The ASA pair must also share identical sets of interfaces. For example, each unit has an inside and an outside interface, and the similar interfaces must be connected together. This is for two reasons:
* The standby unit must be ready to take over handling traffic at any time, so its interfaces must be connected and ready to use.
* The two ASAs monitor each other's health by communicating over each of their interfaces.
If a failure is detected on the active unit, the two ASAs effectively swap roles. The ASA previously in the standby mode has now moved into the active role.
If an ASA moves into the standby role, it is not permitted to preempt its peer and take over the active role again - unless the active ASA has a failure of its own. This creates a stable mechanism where the ASAs toggle roles only when failures occur.

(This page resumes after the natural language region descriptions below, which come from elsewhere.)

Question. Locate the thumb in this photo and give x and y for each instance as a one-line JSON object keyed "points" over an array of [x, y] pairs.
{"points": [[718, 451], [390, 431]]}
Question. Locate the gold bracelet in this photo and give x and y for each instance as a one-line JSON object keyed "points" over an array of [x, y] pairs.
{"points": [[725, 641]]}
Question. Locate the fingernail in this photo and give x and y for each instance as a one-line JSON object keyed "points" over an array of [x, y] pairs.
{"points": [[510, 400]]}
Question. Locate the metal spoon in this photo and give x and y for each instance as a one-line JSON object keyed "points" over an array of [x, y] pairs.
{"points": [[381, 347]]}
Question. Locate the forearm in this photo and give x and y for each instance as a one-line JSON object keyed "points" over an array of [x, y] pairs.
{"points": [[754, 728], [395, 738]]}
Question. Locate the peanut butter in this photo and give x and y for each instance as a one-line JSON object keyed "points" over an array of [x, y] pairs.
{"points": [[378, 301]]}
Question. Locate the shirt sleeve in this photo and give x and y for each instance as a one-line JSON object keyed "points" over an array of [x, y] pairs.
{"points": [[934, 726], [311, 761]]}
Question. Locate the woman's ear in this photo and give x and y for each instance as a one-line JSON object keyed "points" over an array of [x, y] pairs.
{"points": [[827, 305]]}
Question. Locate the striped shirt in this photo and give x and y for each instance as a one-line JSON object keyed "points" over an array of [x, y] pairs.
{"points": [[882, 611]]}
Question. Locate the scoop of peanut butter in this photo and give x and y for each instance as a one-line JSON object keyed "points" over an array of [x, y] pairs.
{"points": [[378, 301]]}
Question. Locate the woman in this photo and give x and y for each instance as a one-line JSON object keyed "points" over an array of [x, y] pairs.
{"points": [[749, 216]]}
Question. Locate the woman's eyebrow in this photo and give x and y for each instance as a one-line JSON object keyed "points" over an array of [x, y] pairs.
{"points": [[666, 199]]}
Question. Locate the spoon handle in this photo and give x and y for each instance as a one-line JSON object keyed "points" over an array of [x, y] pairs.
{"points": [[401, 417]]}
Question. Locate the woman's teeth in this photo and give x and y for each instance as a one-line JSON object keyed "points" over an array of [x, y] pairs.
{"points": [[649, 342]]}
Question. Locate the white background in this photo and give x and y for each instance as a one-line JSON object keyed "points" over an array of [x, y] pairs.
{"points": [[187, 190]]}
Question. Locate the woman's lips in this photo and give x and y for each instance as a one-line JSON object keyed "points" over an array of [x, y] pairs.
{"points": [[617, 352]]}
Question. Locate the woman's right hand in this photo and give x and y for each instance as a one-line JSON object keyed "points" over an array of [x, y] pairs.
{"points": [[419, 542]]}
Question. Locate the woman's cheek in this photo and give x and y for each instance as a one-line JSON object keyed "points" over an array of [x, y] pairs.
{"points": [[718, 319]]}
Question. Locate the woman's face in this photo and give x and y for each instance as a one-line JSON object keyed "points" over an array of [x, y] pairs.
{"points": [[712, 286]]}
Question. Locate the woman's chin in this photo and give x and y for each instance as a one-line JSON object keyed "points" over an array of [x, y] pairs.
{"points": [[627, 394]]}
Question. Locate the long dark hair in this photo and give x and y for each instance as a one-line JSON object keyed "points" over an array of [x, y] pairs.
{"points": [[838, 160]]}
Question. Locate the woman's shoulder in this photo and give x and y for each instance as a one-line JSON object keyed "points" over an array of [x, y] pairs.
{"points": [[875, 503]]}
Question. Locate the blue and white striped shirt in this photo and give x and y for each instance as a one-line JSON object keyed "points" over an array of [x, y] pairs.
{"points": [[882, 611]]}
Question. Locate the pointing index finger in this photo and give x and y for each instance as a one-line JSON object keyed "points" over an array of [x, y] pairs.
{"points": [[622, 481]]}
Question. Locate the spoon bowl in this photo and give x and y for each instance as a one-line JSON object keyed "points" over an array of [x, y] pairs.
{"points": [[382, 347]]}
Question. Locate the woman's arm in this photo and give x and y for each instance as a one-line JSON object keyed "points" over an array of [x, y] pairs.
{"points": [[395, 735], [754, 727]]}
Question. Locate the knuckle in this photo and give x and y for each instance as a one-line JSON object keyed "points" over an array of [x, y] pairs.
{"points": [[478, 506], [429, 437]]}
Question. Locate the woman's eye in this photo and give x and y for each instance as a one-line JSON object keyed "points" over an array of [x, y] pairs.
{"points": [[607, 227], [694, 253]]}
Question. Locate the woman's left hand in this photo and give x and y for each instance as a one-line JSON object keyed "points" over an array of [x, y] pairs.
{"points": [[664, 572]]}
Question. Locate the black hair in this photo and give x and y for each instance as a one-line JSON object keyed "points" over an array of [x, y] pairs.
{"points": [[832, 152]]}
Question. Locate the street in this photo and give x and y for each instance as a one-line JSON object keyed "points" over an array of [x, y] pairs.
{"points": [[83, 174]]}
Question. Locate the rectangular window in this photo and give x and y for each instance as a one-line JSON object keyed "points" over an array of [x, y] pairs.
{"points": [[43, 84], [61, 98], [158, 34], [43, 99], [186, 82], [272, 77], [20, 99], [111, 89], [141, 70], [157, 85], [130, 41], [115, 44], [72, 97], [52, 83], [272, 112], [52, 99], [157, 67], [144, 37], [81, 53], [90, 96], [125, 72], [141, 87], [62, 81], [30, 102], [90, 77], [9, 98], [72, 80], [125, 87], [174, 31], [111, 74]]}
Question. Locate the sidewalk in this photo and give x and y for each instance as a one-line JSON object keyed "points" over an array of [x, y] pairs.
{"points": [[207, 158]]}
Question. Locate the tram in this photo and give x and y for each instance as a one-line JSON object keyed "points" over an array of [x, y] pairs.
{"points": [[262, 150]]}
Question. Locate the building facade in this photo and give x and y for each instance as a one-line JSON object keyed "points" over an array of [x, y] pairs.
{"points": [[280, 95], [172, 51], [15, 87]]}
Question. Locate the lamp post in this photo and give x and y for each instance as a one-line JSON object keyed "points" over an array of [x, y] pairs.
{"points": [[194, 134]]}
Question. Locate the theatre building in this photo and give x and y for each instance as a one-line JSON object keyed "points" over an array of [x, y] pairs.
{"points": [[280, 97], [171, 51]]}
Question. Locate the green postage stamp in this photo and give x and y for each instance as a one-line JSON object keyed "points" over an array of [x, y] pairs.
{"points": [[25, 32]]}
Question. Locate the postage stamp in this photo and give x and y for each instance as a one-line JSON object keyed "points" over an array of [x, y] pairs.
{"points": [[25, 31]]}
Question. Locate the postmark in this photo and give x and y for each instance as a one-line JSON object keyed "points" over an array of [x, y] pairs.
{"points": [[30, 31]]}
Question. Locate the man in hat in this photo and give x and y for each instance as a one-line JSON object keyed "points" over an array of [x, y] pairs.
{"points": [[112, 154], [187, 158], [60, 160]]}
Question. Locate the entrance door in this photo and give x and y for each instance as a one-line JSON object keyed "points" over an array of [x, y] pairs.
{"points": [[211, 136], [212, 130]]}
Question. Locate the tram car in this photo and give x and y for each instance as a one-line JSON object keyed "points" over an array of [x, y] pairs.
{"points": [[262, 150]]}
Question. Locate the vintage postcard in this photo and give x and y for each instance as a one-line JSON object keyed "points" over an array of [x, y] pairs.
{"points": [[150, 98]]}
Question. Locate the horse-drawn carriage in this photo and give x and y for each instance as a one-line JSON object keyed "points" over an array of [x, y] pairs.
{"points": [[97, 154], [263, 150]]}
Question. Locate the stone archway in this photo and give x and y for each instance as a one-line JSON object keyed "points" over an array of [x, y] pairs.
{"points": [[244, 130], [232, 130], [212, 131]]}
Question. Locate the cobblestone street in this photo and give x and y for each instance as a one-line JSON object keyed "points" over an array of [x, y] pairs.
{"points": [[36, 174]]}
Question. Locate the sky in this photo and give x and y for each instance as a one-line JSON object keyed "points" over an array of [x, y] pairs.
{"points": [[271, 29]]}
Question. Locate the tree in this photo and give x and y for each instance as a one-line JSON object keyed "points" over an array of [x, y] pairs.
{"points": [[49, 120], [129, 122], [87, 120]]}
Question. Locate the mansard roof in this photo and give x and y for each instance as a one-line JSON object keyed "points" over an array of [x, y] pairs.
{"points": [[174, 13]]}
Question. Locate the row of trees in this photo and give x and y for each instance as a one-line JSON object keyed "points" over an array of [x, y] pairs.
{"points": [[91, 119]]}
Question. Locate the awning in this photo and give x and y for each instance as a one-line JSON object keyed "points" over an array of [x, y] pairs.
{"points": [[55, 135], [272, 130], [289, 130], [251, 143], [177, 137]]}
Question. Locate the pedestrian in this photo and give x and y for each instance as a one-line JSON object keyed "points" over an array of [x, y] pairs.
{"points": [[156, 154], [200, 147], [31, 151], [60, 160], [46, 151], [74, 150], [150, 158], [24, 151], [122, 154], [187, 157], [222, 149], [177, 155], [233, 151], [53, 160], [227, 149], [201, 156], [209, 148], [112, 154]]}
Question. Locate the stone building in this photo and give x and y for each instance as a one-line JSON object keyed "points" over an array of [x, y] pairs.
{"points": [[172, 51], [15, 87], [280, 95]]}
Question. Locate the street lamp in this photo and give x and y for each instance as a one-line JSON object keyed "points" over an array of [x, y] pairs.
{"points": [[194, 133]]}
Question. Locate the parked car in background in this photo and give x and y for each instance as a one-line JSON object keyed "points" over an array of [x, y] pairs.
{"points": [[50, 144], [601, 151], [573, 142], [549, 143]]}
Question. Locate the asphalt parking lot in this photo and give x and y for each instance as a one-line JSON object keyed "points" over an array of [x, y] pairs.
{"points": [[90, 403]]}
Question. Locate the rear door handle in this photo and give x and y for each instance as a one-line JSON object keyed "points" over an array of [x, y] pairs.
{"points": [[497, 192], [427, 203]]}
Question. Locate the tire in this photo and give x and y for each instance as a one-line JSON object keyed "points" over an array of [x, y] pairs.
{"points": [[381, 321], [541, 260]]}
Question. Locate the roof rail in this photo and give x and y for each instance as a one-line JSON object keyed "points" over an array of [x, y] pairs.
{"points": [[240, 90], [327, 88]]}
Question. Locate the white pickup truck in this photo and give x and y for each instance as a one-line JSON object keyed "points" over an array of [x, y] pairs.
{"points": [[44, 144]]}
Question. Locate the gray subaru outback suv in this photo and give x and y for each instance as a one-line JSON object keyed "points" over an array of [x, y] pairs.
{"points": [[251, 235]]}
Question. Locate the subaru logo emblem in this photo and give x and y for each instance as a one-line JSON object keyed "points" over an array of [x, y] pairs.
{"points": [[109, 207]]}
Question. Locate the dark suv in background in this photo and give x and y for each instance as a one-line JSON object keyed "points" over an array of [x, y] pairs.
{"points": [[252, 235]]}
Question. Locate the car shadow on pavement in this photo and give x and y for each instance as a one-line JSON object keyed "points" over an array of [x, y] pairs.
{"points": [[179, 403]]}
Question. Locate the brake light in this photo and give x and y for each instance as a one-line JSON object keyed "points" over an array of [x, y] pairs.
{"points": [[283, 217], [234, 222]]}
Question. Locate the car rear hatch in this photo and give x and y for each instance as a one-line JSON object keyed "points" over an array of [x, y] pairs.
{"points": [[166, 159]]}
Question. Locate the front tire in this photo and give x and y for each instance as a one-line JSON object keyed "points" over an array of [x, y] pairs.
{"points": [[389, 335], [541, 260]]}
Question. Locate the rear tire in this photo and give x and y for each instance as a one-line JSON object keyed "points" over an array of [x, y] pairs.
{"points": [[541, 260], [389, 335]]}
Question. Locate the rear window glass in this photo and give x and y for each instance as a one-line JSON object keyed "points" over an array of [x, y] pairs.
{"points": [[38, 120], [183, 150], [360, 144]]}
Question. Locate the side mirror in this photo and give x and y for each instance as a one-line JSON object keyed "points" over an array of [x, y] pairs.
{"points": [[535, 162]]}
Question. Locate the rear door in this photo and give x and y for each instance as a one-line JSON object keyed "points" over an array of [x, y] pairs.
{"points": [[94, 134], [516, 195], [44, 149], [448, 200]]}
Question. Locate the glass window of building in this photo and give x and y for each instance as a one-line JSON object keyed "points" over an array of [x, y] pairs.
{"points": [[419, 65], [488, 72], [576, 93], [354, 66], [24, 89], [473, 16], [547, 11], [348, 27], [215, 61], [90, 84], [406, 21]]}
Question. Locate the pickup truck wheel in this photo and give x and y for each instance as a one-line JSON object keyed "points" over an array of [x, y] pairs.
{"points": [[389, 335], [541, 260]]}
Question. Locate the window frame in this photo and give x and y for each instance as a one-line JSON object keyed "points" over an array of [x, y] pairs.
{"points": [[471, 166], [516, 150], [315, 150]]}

State Information Replicated
NAT table entries
ARP table entries
MAC address table entries
UDP connections
TCP connections
H.323 and SIP signaling sessions
MGCP connections
HTTP connections (if explicitly enabled)
Dynamic routing table entries (beginning software release 8.4)
State Information Not Replicated
User authentication Cut-through Proxy
DHCP server address leases
Phone proxy information
Security Services Module activity
We start by verifying the license support for the failover feature and performing a no shutdown command on the interfaces to be used.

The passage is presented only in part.